Above is the location in Bensonhurst, at 64-04 18th Avenue. Bensonhurst was once one of the Italian-American strongholds in Brooklyn, but has evolved into a Russian and Chinese neighborhood, with some Italians hanging tough. I walked 18th Avenue for FNY over a decade ago, and it bears doing a second walk as it has no doubt much changed since then.
The other surviving Silver Rod Drugs is at 5105 Church Avenue (near East 51st Street) in the heart of African-Caribbean American East Flatbush. Church Avenue is an ancient colonial-era route named for the Reformed Church at Flatbush and Church Avenues, a congregation founded in the 1690s and surrounded by a cemetery with tombstones in the Dutch language.
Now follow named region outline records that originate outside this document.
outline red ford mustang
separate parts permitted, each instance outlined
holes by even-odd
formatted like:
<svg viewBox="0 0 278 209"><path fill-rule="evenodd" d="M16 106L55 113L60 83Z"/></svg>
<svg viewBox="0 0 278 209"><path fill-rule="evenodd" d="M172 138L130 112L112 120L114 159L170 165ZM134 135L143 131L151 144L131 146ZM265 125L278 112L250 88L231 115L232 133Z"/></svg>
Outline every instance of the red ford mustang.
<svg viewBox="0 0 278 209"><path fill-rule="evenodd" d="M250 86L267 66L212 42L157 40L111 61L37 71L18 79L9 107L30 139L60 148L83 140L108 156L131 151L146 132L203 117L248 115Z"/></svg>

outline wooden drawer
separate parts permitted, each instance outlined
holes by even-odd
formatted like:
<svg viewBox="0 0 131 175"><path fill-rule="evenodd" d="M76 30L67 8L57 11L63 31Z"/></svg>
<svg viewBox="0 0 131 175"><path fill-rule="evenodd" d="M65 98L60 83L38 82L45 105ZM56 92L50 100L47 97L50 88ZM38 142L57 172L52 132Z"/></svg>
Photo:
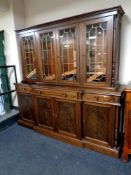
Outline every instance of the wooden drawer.
<svg viewBox="0 0 131 175"><path fill-rule="evenodd" d="M30 93L31 88L28 86L16 86L17 92L25 92L25 93Z"/></svg>
<svg viewBox="0 0 131 175"><path fill-rule="evenodd" d="M131 102L131 93L130 92L126 93L126 102Z"/></svg>
<svg viewBox="0 0 131 175"><path fill-rule="evenodd" d="M69 100L77 100L77 92L67 92L67 91L60 91L60 90L49 90L49 89L32 89L32 93L34 95L40 96L48 96L48 97L56 97L62 99L69 99Z"/></svg>
<svg viewBox="0 0 131 175"><path fill-rule="evenodd" d="M119 103L120 98L117 96L108 95L98 95L98 94L84 94L84 101L97 101L97 102L107 102L107 103Z"/></svg>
From the 1940 Municipal Archives comes this photo of Silver Rod Stores at 1504 Avenue J. At the time the branch was billing itself “Silver Rod Stores” but I don’t doubt it was still a pharmacy. To this day, many drugstores have no problem selling cigarettes and cigars.
Where does the name “Silver Rod” come from? This 1937 New York Times article states that at the time 14 stores were closed because of a strike, and I imagine there were more stores than that.
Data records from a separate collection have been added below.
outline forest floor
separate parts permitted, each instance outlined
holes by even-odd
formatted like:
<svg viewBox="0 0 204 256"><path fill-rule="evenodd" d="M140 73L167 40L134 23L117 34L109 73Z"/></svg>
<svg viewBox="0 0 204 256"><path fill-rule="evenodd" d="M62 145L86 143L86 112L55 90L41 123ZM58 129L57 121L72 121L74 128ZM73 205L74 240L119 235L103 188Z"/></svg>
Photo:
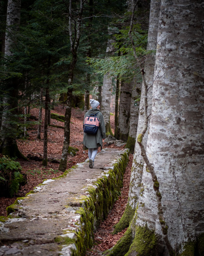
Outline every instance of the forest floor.
<svg viewBox="0 0 204 256"><path fill-rule="evenodd" d="M59 105L51 113L60 115L64 115L65 109ZM36 117L38 116L38 110L33 109L30 114ZM43 111L42 119L44 120L44 111ZM111 125L114 132L114 116L111 115ZM68 155L67 169L69 169L77 163L84 162L88 158L88 150L83 149L83 141L84 135L83 122L84 112L79 108L72 108L70 123L70 146L77 148L79 151L75 156ZM32 120L33 121L33 120ZM64 123L55 119L51 119L51 124L61 126L64 126ZM42 124L41 138L37 139L37 125L32 125L28 130L29 137L26 139L21 139L18 140L18 147L21 153L26 156L28 154L39 156L43 155L43 122ZM63 129L49 126L48 132L48 158L60 159L64 139ZM114 144L107 146L103 143L103 147L116 148L121 149L124 146L118 147ZM100 149L98 148L98 152ZM105 220L101 224L95 234L95 241L97 245L87 251L87 255L100 255L100 252L111 248L117 241L122 236L125 230L116 235L111 233L113 230L113 226L120 220L125 209L127 201L129 191L129 184L131 171L133 156L129 157L129 164L124 178L123 187L121 189L121 195L116 202L111 212ZM58 170L59 164L48 161L47 166L45 167L42 165L42 162L29 159L28 161L17 159L20 163L22 168L22 172L26 174L27 180L27 184L20 188L18 194L12 198L0 197L0 216L6 216L6 208L13 204L18 197L24 196L25 195L34 187L41 183L45 179L50 179L57 177L62 174Z"/></svg>

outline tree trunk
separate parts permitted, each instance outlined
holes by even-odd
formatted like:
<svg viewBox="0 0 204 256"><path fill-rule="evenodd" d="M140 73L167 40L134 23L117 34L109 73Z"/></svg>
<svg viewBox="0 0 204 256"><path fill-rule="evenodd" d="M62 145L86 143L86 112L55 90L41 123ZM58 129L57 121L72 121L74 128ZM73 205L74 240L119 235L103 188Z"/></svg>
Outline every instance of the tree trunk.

The genesis of the name becomes somewhat clearer thanks to a Commenter, “nycrefugee” who points to an item in geni.com on immigrant Joe Silverstein:
Silver Rod Stores. In 1919, Joe Silverstein incorporated his drugstore at 127 Delancey Street as Silver Rod Stores (Drugstore) along with S. & L. Rodnon (Simon and Louis). Simon and Louis Rodnon were partners in Rodnon Brothers Cigars at 140 Delancey Street, according to R. L. Polk & Co.’s Trow New York Copartnership and Corporation Directory, Boroughs of Manhattan and Bronx for 1919, page 982. When he registered for the World War I Draft in June, 1917, Louis Rodnon wrote that he was from Poltava, Russia; born Aug. 11, 1888, and was the “owner of a cigar store and garage” at 140 Delancey Street, NY.
The incorporation of Silver Rod Stores of 127 Delancey Street was reported in the trade journal Oil, Paint and Drug Reporter, August 1919, p. 53. It was said to involve “drugs, confectionery and tobacco . . . with $60,000 capital” in — Drug & Chemical Markets, Volume 5 (1919). It was written up in the journal of the National Association of Retail Druggists, 1919, as “The organizers of the Silver Rod Stores, Inc., of Manhattan, are meeting with fine success in their venture. Their Delancey street store specializes on drugs, confectionery and tobacco. More stores of the same kind are planned. The owners, Mr. J. Silverstein and S. and L. Rodnon are well known in the New York City drug circles and a prosperous future is predicted for their endeavors in the retail drug line”
Thus it becomes clear that the former chain was named for founders Joe Silverstein and the Rodnon brothers, Simon and Louis.